Of the multitudinous ways of detecting protein-protein and protein-drug interactions, few if any satisfy all researchers’ desired criteria: that the method should be specific, require minimal protein engineering to construct, and be applicable to many types of targets and amenable to high-throughput experiments, to name just a few requirements.
A team of researchers at the University of Bonn and the University of Texas may have come closer to fulfilling at least two of those demands. Reporting in the July issue of Nature Biotechnology, Michael Famulok of the University of Bonn and his colleagues describe their technique for detecting protein-protein and protein-drug interactions using a ribozyme switch, in conjunction with an aptamer capture agent, to create an assay that is potentially applicable to many types of protein targets, and also potentially amenable to high-throughput experiments.
Cleaving the Ribozyme
Famulok’s team designed the technique to take advantage of a property of two particular types of ribozymes, the so-called hairpin and hammerhead ribozymes. In general, a ribozyme is a RNA molecule capable of catalyzing simple nucleic acid reactions, but the hairpin and hammerhead ribozyme are self-cleaving, that is, when triggered, two arms of the ribozyme complex either associate closely or separate from each other.
Taking advantage of this, the researchers developed a scheme for fusing an aptamer — a single-stranded nucleic acid capable of folding into intricate shapes — with the ribozyme, in such a way as to allow the aptamer to control whether or not the ribozyme cleaves itself. In one version of the technique, the aptamer acts to prevent the ribozyme from cleaving, except when a protein target specifically binds to the aptamer. When that happens, the ribozyme is free to cleave.
But how to make this protein-aptamer interaction detectable? Famulok’s team chose to attach a fluorescent reporter to one arm of the ribozyme complex, and a quencher to the other arm. When the aptamer has no protein to interact with, the two arms are physically close, quenching the fluorescence. Conversely, when a protein comes along to interact with the aptamer, the ribozyme complex cleaves, allowing one of the arms to fluoresce.
This method for creating what Famulok calls “reporter ribozymes” can be made to perform more intricate experiments as well. In one example described in the paper, Famulok shows that a protein target, once bound to the aptamer of the reporter ribozyme, can be displaced by a small molecule compound that interacts specifically with the protein. When this occurs, the fluorescence of the reporter ribozyme is again quenched, giving a readout of the protein-drug interaction. Likewise, Famulok suggests that this approach is also applicable to querying protein-protein interactions.
Famulok claims his method has several advantages over comparable techniques. For one, the technique is compatible with a 96-well plate format. In addition, it is easily transferable to many types of protein targets, given that the technology exists for creating libraries of up to 1015 structurally distinct aptamers. Using this technology, known as SELEX, an aptamer could be found for any protein or drug target.
“Typically, screening targets is tedious because each assay must be tailor made for each target,” he said. “This technique is modular, like LEGO, because you can quickly obtain a specific binder against any protein target.”

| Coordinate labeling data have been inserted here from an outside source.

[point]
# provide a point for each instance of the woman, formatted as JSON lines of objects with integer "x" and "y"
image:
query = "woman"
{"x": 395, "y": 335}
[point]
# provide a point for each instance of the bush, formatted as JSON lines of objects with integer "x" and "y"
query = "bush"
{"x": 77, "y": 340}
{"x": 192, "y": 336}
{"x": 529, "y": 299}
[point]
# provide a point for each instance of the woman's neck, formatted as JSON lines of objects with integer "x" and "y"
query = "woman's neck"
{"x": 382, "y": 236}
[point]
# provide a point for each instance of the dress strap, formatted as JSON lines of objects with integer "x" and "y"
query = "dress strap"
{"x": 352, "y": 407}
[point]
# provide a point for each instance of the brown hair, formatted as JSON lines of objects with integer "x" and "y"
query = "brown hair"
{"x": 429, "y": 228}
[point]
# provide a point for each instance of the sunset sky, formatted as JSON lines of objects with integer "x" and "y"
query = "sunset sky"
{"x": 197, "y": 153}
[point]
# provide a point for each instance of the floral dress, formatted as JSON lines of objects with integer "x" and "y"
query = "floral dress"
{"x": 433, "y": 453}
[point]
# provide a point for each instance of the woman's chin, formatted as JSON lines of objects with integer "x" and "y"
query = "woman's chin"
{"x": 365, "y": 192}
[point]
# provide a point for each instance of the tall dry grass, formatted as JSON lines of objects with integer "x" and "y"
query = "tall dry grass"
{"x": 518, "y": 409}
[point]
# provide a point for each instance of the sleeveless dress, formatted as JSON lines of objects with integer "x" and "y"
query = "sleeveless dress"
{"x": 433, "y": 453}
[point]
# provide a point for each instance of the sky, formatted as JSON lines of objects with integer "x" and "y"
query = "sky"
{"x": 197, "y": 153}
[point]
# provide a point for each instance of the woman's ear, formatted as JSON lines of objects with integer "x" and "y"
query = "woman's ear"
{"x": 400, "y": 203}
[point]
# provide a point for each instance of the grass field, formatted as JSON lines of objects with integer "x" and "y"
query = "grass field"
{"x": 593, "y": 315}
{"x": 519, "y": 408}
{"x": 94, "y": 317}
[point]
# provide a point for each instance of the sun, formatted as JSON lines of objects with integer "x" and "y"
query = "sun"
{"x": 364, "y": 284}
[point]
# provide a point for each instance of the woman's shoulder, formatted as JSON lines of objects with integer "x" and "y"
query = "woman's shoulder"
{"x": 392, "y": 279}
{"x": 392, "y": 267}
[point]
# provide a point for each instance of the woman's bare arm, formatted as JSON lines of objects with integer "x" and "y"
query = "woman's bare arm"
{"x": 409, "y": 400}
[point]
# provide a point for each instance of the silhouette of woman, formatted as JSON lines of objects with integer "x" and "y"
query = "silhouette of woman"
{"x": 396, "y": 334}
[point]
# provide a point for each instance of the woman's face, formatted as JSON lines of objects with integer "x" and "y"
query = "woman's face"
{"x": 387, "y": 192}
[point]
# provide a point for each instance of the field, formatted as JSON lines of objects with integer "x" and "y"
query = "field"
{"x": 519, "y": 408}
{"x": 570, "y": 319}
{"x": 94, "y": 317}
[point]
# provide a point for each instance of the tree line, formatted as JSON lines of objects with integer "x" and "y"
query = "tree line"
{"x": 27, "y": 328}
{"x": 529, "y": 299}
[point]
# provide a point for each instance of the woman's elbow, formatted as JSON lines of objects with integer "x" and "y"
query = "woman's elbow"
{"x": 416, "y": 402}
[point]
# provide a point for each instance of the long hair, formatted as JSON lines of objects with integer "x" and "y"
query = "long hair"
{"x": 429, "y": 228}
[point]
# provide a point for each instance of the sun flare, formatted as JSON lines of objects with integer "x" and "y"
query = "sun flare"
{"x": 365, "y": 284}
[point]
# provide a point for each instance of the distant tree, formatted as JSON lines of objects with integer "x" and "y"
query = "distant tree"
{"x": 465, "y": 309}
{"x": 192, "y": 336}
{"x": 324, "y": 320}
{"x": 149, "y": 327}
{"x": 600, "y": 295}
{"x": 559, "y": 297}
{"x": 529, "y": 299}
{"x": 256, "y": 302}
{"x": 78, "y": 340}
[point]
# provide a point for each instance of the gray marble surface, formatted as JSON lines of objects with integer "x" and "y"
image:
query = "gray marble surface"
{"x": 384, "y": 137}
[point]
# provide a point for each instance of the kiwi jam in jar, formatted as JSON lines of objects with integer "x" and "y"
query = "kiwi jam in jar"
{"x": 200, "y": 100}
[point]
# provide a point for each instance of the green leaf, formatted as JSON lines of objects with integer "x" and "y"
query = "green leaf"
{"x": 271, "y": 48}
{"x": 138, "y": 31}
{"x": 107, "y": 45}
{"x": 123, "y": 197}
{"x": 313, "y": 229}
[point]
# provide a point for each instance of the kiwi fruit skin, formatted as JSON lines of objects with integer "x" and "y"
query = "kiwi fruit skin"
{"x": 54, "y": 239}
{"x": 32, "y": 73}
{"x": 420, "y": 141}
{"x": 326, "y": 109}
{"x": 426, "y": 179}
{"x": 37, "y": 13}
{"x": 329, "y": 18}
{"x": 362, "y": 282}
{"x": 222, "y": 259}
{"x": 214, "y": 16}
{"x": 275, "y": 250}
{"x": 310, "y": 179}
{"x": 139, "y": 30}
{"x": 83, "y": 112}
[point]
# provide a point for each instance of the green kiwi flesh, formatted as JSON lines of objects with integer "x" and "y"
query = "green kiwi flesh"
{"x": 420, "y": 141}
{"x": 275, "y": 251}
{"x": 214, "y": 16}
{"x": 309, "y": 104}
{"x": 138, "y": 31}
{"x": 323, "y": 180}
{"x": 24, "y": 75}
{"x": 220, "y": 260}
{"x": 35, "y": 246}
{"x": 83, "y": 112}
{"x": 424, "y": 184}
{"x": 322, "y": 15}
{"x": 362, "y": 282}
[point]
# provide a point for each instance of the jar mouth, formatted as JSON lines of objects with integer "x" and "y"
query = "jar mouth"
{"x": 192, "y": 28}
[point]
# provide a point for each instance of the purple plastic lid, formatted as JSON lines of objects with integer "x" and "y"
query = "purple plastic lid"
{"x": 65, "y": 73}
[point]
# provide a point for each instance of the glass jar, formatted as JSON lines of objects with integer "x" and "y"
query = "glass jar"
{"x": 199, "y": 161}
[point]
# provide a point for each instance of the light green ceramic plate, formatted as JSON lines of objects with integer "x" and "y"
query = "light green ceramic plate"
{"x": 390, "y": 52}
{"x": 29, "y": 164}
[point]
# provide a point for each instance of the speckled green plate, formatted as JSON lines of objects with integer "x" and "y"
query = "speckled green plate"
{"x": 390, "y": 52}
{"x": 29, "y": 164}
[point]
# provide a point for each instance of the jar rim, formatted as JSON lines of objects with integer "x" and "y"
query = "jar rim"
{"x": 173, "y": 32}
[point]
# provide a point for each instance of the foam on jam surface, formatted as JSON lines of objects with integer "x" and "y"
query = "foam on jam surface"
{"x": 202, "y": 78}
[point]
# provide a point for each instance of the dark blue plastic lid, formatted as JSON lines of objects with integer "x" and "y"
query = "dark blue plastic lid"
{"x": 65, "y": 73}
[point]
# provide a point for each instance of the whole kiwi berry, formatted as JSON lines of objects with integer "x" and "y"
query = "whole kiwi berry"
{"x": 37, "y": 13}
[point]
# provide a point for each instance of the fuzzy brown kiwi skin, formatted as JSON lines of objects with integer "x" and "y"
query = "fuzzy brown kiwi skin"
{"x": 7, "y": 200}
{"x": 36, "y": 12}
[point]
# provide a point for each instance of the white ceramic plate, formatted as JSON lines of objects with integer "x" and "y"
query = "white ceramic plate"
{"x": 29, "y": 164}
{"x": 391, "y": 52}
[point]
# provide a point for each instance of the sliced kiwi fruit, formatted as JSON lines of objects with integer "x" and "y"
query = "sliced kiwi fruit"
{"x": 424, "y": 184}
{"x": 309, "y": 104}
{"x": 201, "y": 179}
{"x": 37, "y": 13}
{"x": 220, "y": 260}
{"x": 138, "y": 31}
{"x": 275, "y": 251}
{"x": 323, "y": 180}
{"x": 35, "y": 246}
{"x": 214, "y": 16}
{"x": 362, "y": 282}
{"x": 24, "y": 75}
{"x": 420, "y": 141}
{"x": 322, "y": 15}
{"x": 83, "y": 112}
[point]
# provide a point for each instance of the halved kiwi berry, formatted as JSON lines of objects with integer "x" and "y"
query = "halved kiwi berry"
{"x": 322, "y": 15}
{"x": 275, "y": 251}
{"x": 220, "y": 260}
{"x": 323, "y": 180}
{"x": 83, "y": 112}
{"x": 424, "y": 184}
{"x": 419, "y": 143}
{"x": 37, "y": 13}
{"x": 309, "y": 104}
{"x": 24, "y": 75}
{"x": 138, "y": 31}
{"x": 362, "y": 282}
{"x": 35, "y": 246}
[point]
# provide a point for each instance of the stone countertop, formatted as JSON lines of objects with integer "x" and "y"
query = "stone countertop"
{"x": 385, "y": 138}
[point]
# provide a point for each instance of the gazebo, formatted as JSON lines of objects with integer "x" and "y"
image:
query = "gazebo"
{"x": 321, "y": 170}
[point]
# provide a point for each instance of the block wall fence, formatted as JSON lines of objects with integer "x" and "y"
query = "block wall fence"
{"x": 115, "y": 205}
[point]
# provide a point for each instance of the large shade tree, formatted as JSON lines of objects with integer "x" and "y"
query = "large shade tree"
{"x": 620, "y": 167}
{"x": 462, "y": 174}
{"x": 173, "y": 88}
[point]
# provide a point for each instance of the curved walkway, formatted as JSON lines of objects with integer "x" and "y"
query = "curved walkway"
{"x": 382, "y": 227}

However, the technique does have limitations, as Famulok admits. The ability of the reporter ribozyme to detect an interaction is dependent on a given concentration of the target protein in the assay, with a lower limit of “higher nanomolar concentrations,” Famulok said.
Larry Gold Weighs in
In addition, as SomaLogic CEO Larry Gold points out in an accompanying commentary in Nature Biotechnology, the aptamer might not necessarily bind to the site on the protein that is active in vivo. “Aptamers (or antibodies) show epitope dominance, and there is no reason to assume that the dominant epitopes for these [capture agents] will overlap the active sites of the proteins,” he wrote.
Nevertheless, in future experiments Famulok hopes to demonstrate the general applicability of the reporter ribozyme technique, by increasing the number of different aptamers to perform multiplexed assays.
Famulok also plans to show that his team can use other types of capture agents, such as RNA molecules, to develop assays for therapeutically important RNA-protein interactions.